Is your mouth watering yet?
This recipe, created by Georgia, is a twist on the delicious mushroom risotto from Jamie Oliver. I hope it takes you to a happy place like it did me. We love to see your creations, so please share with us on our Facebook page or Instagram by tagging us!
Mushroom and thyme black rice risotto
• small handful dried porcini mushrooms
• 2 tablespoons organic cultured butter
• ½ onion, finely diced
• 1 stick celery, finely diced
• ½ carrot, grated
• 200g black rice (1.5 cups)
• ½ cup white wine
• sea salt & fresh cracked black pepper
• mixed mushrooms (three varieties – anything but button mushrooms), cleaned and sliced
• leaves from half a sprig of thyme
• 1 lemon, juiced
• vegan parmesan cheese
• parsley, for garnish
- Bring stock to a low simmer.
- Put porcini mushrooms in a bowl and pour stock in til they are covered
- Remove porcini mushrooms from the liquid after a few minutes, when they are soft. Chop up finely. Don’t discard the liquid.
- In a large pan on a low heat, heat 1 tablespoon of butter and add onion, celery and carrot. Fry until they are translucent, for around 7 minutes, then turn up the heat to medium and add the rice, stirring.
- Add the wine, continually stirring.
- Add the strained reserved mushroom liquid, the porcini mushrooms and salt and stir.
- Add all the stock, pop a lid on, lower the heat to low-medium and cook for 45 minutes, stirring regularly. You may need to add a little water if the rice doesn’t taste coked or it starts to stick to the bottom of the pan. Keep an eye on it.
- Place assorted mushrooms in a griddle plan and grill until soft. Do this in batches.

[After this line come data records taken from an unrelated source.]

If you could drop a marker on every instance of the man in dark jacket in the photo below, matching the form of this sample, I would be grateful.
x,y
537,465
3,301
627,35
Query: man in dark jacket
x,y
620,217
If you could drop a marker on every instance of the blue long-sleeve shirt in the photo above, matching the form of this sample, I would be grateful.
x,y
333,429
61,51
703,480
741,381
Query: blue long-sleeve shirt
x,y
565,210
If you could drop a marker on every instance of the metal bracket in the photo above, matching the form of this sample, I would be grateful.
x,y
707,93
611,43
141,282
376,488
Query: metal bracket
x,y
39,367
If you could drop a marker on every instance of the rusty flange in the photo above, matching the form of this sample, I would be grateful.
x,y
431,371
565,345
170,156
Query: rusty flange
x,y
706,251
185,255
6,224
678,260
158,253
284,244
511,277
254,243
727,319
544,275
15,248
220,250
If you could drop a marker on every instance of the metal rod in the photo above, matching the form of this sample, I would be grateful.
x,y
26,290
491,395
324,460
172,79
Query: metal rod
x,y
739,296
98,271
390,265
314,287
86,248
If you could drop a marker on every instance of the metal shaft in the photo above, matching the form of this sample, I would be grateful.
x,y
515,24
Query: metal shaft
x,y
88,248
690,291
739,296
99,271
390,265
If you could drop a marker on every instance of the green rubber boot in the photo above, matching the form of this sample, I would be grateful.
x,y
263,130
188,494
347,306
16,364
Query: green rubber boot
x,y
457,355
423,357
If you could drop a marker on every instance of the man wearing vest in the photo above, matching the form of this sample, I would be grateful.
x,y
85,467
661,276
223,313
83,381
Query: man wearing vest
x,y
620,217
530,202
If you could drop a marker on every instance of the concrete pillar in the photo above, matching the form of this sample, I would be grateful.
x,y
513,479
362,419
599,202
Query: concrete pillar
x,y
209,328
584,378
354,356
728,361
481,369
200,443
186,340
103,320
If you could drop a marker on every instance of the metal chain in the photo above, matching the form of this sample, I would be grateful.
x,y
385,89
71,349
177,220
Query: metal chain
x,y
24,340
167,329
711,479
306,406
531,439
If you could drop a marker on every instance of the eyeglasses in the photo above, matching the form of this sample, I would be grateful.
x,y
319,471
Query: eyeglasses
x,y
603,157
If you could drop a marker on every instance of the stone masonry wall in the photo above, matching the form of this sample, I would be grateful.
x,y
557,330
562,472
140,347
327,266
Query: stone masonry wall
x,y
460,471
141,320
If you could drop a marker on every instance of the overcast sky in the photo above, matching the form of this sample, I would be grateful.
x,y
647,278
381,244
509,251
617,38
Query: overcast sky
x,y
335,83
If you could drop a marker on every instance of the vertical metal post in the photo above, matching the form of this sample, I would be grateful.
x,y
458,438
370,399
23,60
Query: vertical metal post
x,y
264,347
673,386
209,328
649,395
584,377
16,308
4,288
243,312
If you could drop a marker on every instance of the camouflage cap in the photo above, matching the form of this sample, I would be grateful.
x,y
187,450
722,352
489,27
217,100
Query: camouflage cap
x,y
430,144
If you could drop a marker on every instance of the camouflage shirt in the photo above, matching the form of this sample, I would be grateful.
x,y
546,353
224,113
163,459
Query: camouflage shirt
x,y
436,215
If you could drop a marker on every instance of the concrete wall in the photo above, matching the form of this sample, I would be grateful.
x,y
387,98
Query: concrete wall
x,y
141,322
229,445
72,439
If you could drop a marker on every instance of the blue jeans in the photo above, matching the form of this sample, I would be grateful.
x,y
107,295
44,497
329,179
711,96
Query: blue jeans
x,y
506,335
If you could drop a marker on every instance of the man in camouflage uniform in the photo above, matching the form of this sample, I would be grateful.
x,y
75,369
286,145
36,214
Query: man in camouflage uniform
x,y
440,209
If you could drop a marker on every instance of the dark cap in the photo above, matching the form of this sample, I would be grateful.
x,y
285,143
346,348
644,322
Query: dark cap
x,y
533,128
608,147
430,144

In a separate bowl, toss the cooked mushrooms with the thyme and lemon juice and stir.
- Once the rice is done, place the mushrooms, another tablespoon of butter, and the vegan Parmesan into the rice and mix. Season to taste.
Vegan parmesan cheese
• ½ cup nutritional yeast
• 1 cup raw unsalted cashews
• 1 teaspoon sea salt
- Place all ingredients in a food processor or blend with a stick blender until a smooth powder is formed.